Густав насмешливо заметил, что, похоже, немало найдется вещей, которых Карл никогда не делал. И Маргрит, несмотря на свой печальный настрой, не могла с ним не согласиться., Но молодую женщину все же задело то, с какой заинтересованностью и дотошностью Густав расспрашивает о мужчинах в ее жизни, и она поспешила сменить тему, сообщив:

– Приезжал дядя Мартин… Сказал, что звонил Александр. – И, похоже, ничего от этого не выиграла: разговор снова вернулся в прежнее русло.

– Так ты уже приняла решение? – Густав встал и закрыл окно: капли дождя начинало задувать внутрь. Он обошел комнату, проверяя все окна, и наконец остановился рядом с Маргрит. – Ты собираешься выйти за него замуж? – тихо спросил он.

Нервно вертя в руках бокал, молодая женщина отвернулась.

– У меня еще неделя, – уклончиво ответила она.

– Но ты уже взвесила все? Учти, ведь он с тобой не только не спит, но даже не смеется.

Ты хоть сознаешь, что вы все время будете вместе, просто деться будет больше некуда?

Глядя, как за стенами домика бушует гроза, она тщетно пыталась уйти в себя под монотонный стук дождя по крыше.

– Боже, ну откуда я знаю? – воскликнула она. – Ведь у нас так много общего!

Густав осторожно положил руку на ее узкую лодыжку, но не гладил, а просто грел своим теплом.

– Я твой друг, Маргрит. Мне тяжело смотреть, как ты совершаешь еще одну большую ошибку. Ведь мы оба из собственного опыта знаем, что неудачный брак не проходит для человека бесследно.

Она резко повернулась, и в желтом свете фонаря он увидел ее большие умоляющие глаза.

– Ну откуда можно знать заранее, Густав Бервальд? Дай мне надежное доказательство.

Он провел рукой по всей длине ее голени и накрыл колено.

– Если бы все всегда шло, как мы хотим, не существовало бы такого понятия, как развод. Но, оглядываясь в прошлое, я бы всякому посоветовал, прежде чем связывать свою судьбу с другим человеком, как следует изучить самого себя. А вот ты, Маргрит, ты хорошо знаешь себя?

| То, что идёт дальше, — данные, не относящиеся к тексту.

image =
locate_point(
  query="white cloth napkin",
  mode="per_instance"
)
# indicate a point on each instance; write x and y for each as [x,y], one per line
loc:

– У меня есть занятие получше, чем копаться в своих слабостях!

Спустив ноги на пол, она промямлила что-то насчет кофе, но Густав поймал ее за руку.

– Не увиливай от ответа, Маргрит. Мы оба прекрасно знаем, почему ты хочешь убежать. – Его низкий, протяжный голос дрожью отозвался у нее в спине, и, прежде чем она успела уклониться, он повернул к себе ее голову и отыскал губами рот, За секунду она из воплощенного здравого смысла превратилась в воплощенное ненасытное желание. Единственной реальностью были стиснувшие ее руки Густава и его язык, едва касающийся ее губ. Маргрит чувствовала его теплые руки у себя на спине, на плечах. Он стал нежно водить губами по ее рту, и из ее груди вырвался низкий звук. Она ощущала, как ей передается его учащенное сердцебиение.

Поцелуй оставался легким и мучительно дразнящим, словно Густав намеревался исследовать и запомнить каждый изгиб ее тела. Руки у него задрожали, напряглись, и Маргрит первая не выдержала этой взаимной скованности.

Отбросив всякое стеснение, она приоткрыла губы ему навстречу. Не сдержав стона, он опрокинул безвольное тело женщины на кровать, придавил своей тяжестью и принялся расстегивать блузку.

Теперь, когда условности были наконец преодолены, Густав никак не мог ею насладиться.

– Маргрит, Маргрит, ты чертовски аппетитна, – невольно вырвалось у него, когда он ощутил в нижней части ее шеи бешеное биение пульса.

Его руки уже распахнули блузку и теперь ласкали грудь. Он нетерпеливо сдернул с нее шорты, а Маргрит, подняв руки, потянула вверх его рубашку. Густав натянуто засмеялся и, помогая ей, стащил рубашку через голову и отшвырнул в сторону. Маргрит не могла оторвать взгляда от совершенных линий его торса.

Она инстинктивно развела ноги так, чтобы он мог теснее прижаться к ней. На этот раз поцелуй был глубоким, почти неистовым, потом его губы медленно спустились к груди, оставляя за собой волнующий след страсти. Густав утолил мучительную жажду груди и пробудил к жизни остальные уголки ее истомившегося тела.

– Густав, о, прошу тебя?.. О, так, так!.. – восклицала Маргрит, не подозревая, что говорит в полный голос.